Обоз наш отпустили мы наперед 24 ноября, а г. Измайлов и некоторые из его дворян осталися еще на несколько дней в Казане, чтоб/не иметь затруднения ехать вместе с возами. Напоследок выехал он ночью 28 числа и путь свой держал на северо-восток. Как по дороге сей находилося много деревень, то находили мы везде столько для себя подвод, сколько было для нас потребно.

29 числа проехали мы сквозь многие леса, состоящие из дубняка, сосняка и березняка. Сей уезд чрезвычайно плодоносен: изобилует он пшеницею, медом и скотом. [...] Проезжаемыя нами деревни большею частию заселены были черемисами 9 и чувашами. [...] Три дня ехали мы весьма узкою и худою дорогою, пробираяся сквозь многие дремучие леса, разделяемые деревнями и пашнями. Переехали мы через Ик и другия многия реки, а потом через Вятку, которая очень широка; все оне впадают в Каму.

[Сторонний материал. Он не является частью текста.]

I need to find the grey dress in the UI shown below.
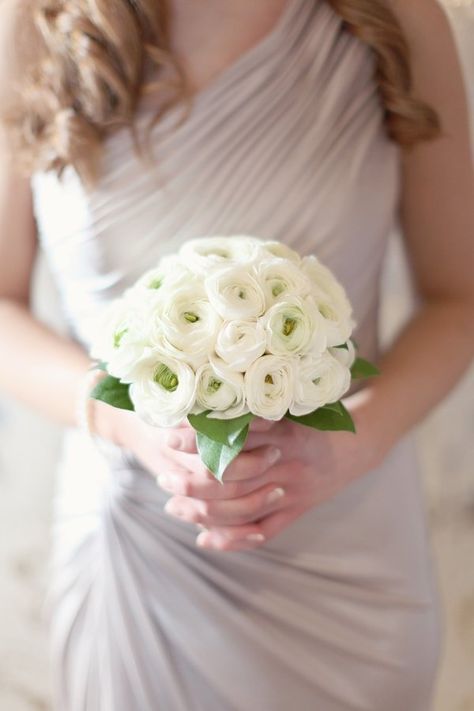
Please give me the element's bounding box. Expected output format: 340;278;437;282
31;0;443;708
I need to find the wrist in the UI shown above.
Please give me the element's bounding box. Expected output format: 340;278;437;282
75;366;136;448
343;384;399;468
90;397;138;448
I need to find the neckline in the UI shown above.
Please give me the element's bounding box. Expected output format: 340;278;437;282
189;0;304;106
138;0;304;117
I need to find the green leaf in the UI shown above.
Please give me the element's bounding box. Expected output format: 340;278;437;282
90;375;134;411
286;401;356;433
188;411;254;447
94;361;108;372
196;426;249;483
320;401;346;414
350;357;380;379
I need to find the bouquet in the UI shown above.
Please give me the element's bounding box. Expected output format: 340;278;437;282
90;236;379;481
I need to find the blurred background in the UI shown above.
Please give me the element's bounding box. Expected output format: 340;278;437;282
0;2;473;710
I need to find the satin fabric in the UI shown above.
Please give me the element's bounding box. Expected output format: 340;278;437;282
31;0;442;708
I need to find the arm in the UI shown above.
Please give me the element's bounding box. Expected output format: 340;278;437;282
0;0;120;440
0;141;119;439
345;0;474;452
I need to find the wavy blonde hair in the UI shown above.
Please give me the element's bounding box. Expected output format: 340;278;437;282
3;0;441;190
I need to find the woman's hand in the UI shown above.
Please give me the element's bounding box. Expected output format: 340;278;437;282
100;403;283;508
157;396;390;552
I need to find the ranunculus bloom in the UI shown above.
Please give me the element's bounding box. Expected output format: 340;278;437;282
205;265;266;320
290;351;351;416
129;350;197;428
244;355;295;420
215;319;267;372
195;357;247;419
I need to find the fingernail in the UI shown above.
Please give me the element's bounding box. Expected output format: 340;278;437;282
157;474;170;488
245;533;265;542
265;487;285;505
267;447;282;466
164;500;183;516
166;433;183;450
196;532;212;547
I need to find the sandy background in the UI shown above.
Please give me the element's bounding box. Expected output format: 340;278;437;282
0;3;473;710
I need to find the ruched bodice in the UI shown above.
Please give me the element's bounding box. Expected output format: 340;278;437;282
30;3;442;710
31;0;399;364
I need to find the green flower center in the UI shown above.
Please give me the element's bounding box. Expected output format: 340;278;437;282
312;377;321;386
153;363;179;392
271;282;286;298
282;316;297;337
207;377;222;394
148;277;163;289
265;374;274;385
183;311;199;323
113;328;128;348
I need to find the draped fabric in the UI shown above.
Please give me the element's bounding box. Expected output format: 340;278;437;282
31;1;442;708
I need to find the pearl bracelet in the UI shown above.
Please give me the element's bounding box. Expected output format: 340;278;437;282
75;365;106;440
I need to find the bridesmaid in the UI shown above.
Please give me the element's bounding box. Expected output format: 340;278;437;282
0;1;473;710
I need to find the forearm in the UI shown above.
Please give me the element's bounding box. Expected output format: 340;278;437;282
0;298;117;439
345;297;474;459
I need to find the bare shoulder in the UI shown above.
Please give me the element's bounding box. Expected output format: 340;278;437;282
0;0;42;104
386;0;465;109
385;0;474;304
387;0;452;37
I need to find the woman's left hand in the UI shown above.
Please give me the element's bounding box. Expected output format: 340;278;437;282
158;399;389;552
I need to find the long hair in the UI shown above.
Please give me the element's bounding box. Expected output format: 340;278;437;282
2;0;441;190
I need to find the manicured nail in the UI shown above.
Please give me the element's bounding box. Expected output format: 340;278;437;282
265;487;285;505
166;433;183;450
164;500;183;516
157;474;170;488
245;533;265;542
267;447;282;466
196;532;212;547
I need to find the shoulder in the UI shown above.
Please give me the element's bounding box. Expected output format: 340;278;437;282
0;0;42;106
387;0;451;28
386;0;459;65
386;0;469;144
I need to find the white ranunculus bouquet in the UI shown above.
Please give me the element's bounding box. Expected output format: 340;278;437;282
90;236;379;481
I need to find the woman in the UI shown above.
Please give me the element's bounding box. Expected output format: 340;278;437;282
0;0;473;709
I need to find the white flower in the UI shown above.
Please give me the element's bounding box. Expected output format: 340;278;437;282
215;319;267;372
262;295;327;357
257;257;312;307
89;295;154;381
244;355;295;420
128;349;197;427
148;283;222;369
329;339;356;368
179;235;263;274
195;357;247;419
289;351;351;417
301;255;356;347
205;265;266;320
134;256;191;294
259;241;301;264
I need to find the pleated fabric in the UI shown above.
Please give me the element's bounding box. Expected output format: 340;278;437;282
31;0;443;709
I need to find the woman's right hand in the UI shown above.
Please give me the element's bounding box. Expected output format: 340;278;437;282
95;400;283;513
94;399;202;482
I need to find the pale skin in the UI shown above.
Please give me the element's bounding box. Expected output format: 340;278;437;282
0;0;473;552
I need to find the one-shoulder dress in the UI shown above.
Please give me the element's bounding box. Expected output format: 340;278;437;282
30;1;443;709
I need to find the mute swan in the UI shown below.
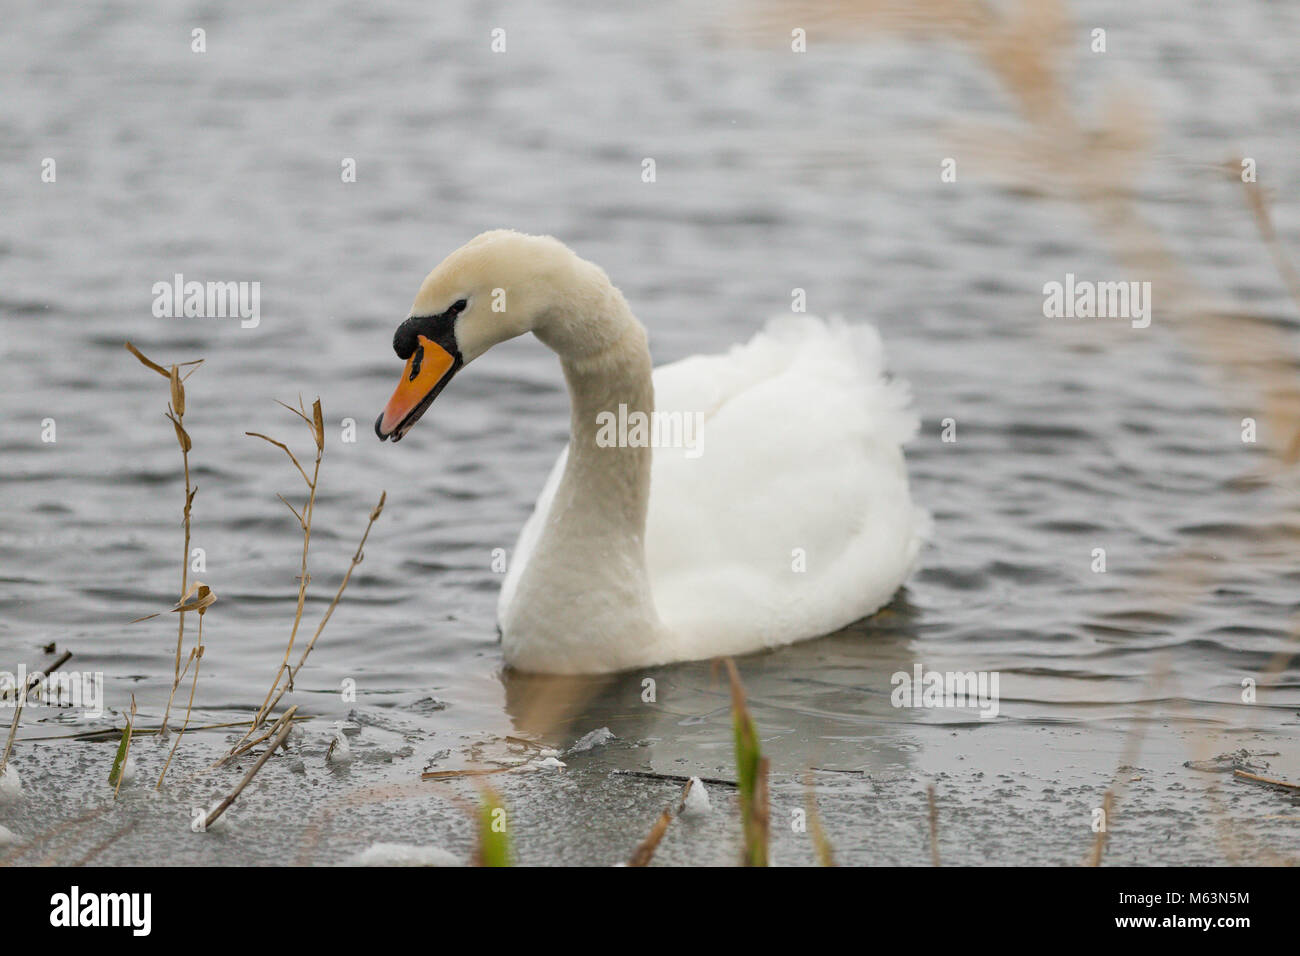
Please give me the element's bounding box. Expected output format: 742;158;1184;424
376;230;927;674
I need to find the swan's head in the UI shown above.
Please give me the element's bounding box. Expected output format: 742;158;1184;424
375;230;580;442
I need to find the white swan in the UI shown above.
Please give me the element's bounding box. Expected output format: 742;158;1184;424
376;231;927;674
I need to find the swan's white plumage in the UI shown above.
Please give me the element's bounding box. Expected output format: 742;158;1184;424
498;313;928;664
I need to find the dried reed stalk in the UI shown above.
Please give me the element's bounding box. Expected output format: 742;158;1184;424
1233;769;1300;792
125;343;204;738
203;705;297;831
627;810;673;866
218;478;386;768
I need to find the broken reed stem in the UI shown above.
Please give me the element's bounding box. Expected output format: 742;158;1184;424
627;776;700;866
204;705;297;831
0;650;72;703
1233;769;1300;792
927;784;941;866
627;809;673;866
421;767;517;781
219;488;386;767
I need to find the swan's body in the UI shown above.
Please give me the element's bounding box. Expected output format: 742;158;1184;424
376;231;927;674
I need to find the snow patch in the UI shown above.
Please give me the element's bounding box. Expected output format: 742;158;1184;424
0;764;22;804
355;843;462;867
680;776;711;817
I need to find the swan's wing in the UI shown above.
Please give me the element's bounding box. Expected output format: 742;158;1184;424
499;315;928;659
643;315;928;657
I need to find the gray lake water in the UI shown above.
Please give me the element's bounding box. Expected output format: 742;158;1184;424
1;0;1298;865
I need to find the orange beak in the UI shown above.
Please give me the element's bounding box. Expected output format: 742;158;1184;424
375;335;459;442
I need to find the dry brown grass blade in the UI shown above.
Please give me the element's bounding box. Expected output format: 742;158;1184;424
123;341;170;378
245;431;311;487
124;341;202;377
627;810;673;866
277;493;305;528
311;399;324;451
169;365;185;417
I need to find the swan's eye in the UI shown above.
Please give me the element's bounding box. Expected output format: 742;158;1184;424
450;299;468;314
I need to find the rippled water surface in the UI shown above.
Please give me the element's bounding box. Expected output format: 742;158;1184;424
2;0;1299;865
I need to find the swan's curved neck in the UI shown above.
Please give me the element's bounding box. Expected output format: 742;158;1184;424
537;272;654;547
505;270;663;665
557;323;654;531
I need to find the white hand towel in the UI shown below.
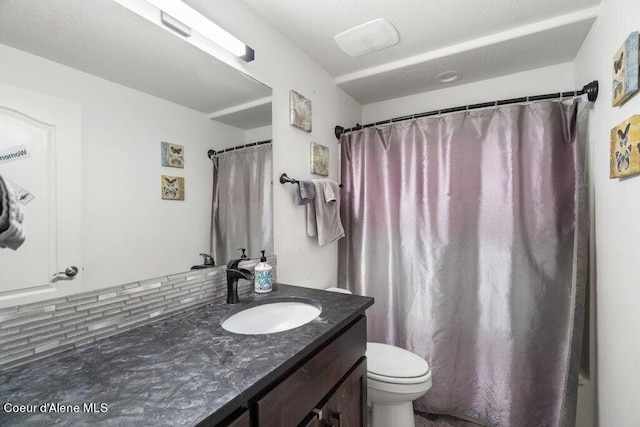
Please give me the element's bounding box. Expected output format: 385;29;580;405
0;174;26;250
312;179;344;246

По шестидневной трудной езде прибыли мы в небольший город Хлынов, который обыкновеннее называется Вяткою по имени текущия подле него реки. Положение его очень приятно: окружен он пашнями и лугами, и окружающия его реки весьма изобильны рыбою. [...] Хотя здесь почтовые станы не разчисляются верстами так, как в других российских провинциях, однакож можно положить разстояние от Казани до Хлынова около 500 верст. Я нашел здесь многих шведских офицеров, которые вели уединенную жизнь в сем месте, столькож изобильном, сколько и приятном. Целый день стояли мы для отдохновения, а наутро, то есть 5 декабря, оставив позади себя обоз, продолжали свой путь к Соли-Камской. Прибыли мы потом в Кай-город, который собою невелик. Приметили мы, что холод умножался по мере того, сколько приближалися мы к северу, едучи подле Камы.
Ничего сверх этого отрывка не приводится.